In many of the workshops that Nepal Haiku Centre has organised, they make sure to understand their participants to teach them to write haikus. And in almost every session they emphasise on the larger history of poetry and the issues within the trend of writing haikus and poems to support their interest with a foundation that ensures their growth.
“There’s a lot of young poets who write beautiful free verse poems but that is not enough to bolster the Nepali literary scene, to push our works and represent Nepali literature in the world, in the academic studies, we need to be able to take to them [people] our history, and roots of poetry. And only then we can make our poetry more prominent and distinguished,” he says.
Today, this very lack of knowledge is also what is hindering the growth of many upcoming poets—mainly that of the haijins. While in recent years, many have dabbled into writing haiku poems, not all of them are haikus—there’s a difference that many people miss easily. “A lot of them confuse haiku with senryu, which uses the same pattern as haiku but is more humorous and satirical,” says Panday.

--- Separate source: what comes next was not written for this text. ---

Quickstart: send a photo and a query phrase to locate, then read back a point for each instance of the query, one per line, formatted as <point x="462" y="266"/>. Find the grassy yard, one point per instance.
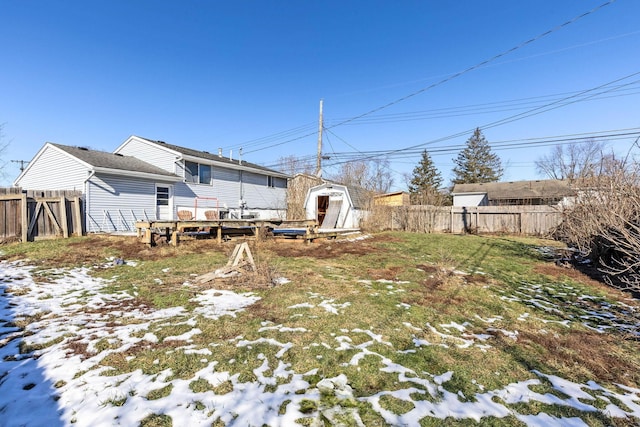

“And this is what explains the poetry scene of today, we write poems but we don’t really understand or know them. And this is what creates creative confusion,” he says.
“There’s still a lot to be done, and we are still very behind in making our literature known to the world,” says Panday voicing the concerns of poets like him.
“We need to nurture interest in a way that can manifest actions. But we are failing to guide the interest of people.”